Trotz der im Blick auf den Baustil der Synagoge offenkundigen Assimilation der Gemeinde wurde der Gottesdienst nach orthodoxem Ritus gefeiert. Mit Rücksicht auf strenggläubige Kurgäste verzichtete man auf Instrumentalmusik (Orgel, Harmonium) und Frauengesang in der Synagoge. Lediglich für die Hohen Feiertage studierte der Kantor gelegentlich einen Jungenchor ein. Selbstverständlich saßen die Frauen nach der Tradition auf den Frauenemporen, die über die beiden Treppentürme am Eingang des Gotteshauses erreichbar waren. Neben der Synagoge befand sich das jüdische Gemeindehaus. Auch von auswärtigen Kurgästen wurde manches für die Synagoge gestiftet, wo von Max Jonas Meyer berichtet wird, der dafür zum Ehrenmitglied der jüdischen Gemeinde in Baden-Baden ernannt wurde:

Artikel in der Zeitschrift "Der Israelit" vom 16. April 1931: "Regensburg, 14. April. Vor Jahresfrist wurde in Darmstadt ein Mann zu Grabe getragen, dessen Verdienste in diesen Zeilen eine kurze Würdigung erfahren sollen:
Max Jonas Mayer ließ in der Synagoge der Gemeinde Alsbach (Hessen), seiner frommen Gesinnung gemäß, an der Frauenschule ein Gitter anbringen und stiftete dazu noch ein prächtiges Parochet (Vorhang vor dem Toraschrein).
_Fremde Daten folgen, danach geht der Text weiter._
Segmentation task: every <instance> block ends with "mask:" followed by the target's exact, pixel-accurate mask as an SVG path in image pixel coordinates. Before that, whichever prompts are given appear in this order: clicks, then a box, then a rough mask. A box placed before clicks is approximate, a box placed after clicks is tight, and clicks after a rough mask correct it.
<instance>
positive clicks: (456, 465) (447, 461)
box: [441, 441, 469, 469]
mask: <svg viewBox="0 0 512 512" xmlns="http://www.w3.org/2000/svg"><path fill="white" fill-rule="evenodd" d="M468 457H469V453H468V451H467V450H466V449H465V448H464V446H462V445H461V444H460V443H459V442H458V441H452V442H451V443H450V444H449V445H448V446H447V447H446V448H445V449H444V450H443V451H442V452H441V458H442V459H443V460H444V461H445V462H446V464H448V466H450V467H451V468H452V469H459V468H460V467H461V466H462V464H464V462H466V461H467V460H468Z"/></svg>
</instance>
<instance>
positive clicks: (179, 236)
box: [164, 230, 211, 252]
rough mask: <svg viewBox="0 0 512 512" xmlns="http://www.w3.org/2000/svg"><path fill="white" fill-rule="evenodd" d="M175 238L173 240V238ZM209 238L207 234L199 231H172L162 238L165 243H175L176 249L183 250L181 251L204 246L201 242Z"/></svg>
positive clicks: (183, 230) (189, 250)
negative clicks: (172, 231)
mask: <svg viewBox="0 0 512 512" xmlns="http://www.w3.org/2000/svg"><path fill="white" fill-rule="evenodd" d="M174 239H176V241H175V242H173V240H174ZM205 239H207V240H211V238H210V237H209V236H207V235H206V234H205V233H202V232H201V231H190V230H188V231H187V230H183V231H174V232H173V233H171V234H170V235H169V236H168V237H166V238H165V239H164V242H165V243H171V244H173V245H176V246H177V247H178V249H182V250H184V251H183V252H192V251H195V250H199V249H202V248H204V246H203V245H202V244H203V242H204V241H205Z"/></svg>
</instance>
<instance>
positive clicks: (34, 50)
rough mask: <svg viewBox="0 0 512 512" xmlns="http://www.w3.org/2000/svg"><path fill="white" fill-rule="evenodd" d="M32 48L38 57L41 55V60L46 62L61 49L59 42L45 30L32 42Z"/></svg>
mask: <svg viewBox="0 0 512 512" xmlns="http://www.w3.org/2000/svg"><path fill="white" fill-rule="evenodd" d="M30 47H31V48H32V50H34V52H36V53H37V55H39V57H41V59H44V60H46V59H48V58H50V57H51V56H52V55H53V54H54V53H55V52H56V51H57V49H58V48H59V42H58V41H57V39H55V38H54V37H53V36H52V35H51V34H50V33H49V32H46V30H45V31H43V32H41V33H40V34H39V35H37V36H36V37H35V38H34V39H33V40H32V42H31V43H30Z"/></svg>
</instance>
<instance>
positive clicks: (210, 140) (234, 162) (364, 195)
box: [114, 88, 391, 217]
In Baden-Baden, wo er des öfteren zur Erholung weilte, schenkte er dem dortigen Gotteshause mehrere wertvolle Kultusgegenstände. Beide Gemeinden ernannten ihn zu ihrem Ehrenmitglied..."         

       
Die Ausschreitungen beim Pogrom am 10. November 1938 gestalteten sich in Baden-Baden in besonders brutaler Weise. Das Pogrom wurde hier wesentlich von der örtlichen SS durchgeführt. Am Morgen des 10. November wurde bereits um 3 Uhr morgens die Synagoge "nach Waffen durchgesucht". Um 8 Uhr raubte die Gestapo die Kultgegenstände; dann wurden etwa 80 jüdische Männer verhaftet und zur Polizei in der Gernsbacher Strasse gebracht. Sie erhielten den Befehl, sich zu einem Zug durch die Innenstadt zu formieren. Nach einem zweistündigen Marsch, begleitet von SS-Leuten, erreichte der Zug gegen 12 Uhr die Synagoge, wo sich eine große Menschenmenge versammelt hatte. Viele der Männer wurden vor dem Betreten der Synagoge misshandelt, angespuckt und geschlagen. In der Synagoge mussten sich die Männer Schmähreden von SS-Führern anhören. Der jüdische Lehrer Arthur Flehinger wurde gezwungen, aus Hitlers "Mein Kampf" vorzulesen. Man verlangte von den jüdischen Männern, das "Horst-Wessel-Lied" einzuüben und sich ohne Kopfbedeckung in der Synagoge aufzuhalten. Sie wurden gezwungen, Freiübungen zu machen und anschließend ihre Notdurft auf dem Hof der Synagoge zu verrichten. Um 14 Uhr führte man die Männer aus der Synagoge in das nahe gelegene jüdische Hotel Central (Stephanienstrasse 2). Kurz nachdem die Juden die Synagoge verlassen haben, wurde von SS-Leuten und möglicherweise auch von Mitgliedern der Gestapo mit Benzin Feuer in der Synagoge gelegt. Ein Teil der Kultgegenstände war schon am Vormittag aus der Synagoge getragen und bei der Dienststelle der Gestapo deponiert worden. Die Synagoge brannte völlig aus. In den folgenden Wochen wurde sie abgebrochen. Die Kosten für den Abbruch (ca. 9.000 RM) musste die Israelitische Gemeinde bezahlen. Dieser Betrag wurde schließlich mit dem Verkauf des Grundstücks, bei dem 1.000 RM erzielt wurden, verrechnet. 
      
Das Grundstück der Synagoge blieb nach 1945 unbebaut und wurde als Parkanlage, später als Parkplatz verwendet. Ein Ged enkstein für die Synagoge befindet sich im jüdischen Friedhof im Stadtteil Lichtental. Auch am ehemaligen Synagogenplatz wurde vor wenigen Jahren ein Gedenkstein aufgestellt.  
      
      
      
Fotos / Pläne 
Historische Fotos / Pläne: 
Anmerkung: Die Ereignisse am 10. November 1938 in Baden-Baden haben durch die vorhandenen Bilddokumente eine größere "Popularität" erhalten als die Ereignisse in anderen Städten. Die Fotos wurden bislang in zahlreichen Publikationen veröffentlicht. Originale der Fotos (insbesondere Zug der jüdischen Männer durch Baden-Baden), von denen unten nur ein Teil aufgenommen wurden, befinden sich in den Stadtgeschichtlichen Sammlungen Baden-Baden, vgl. Schindler s. Lit.).   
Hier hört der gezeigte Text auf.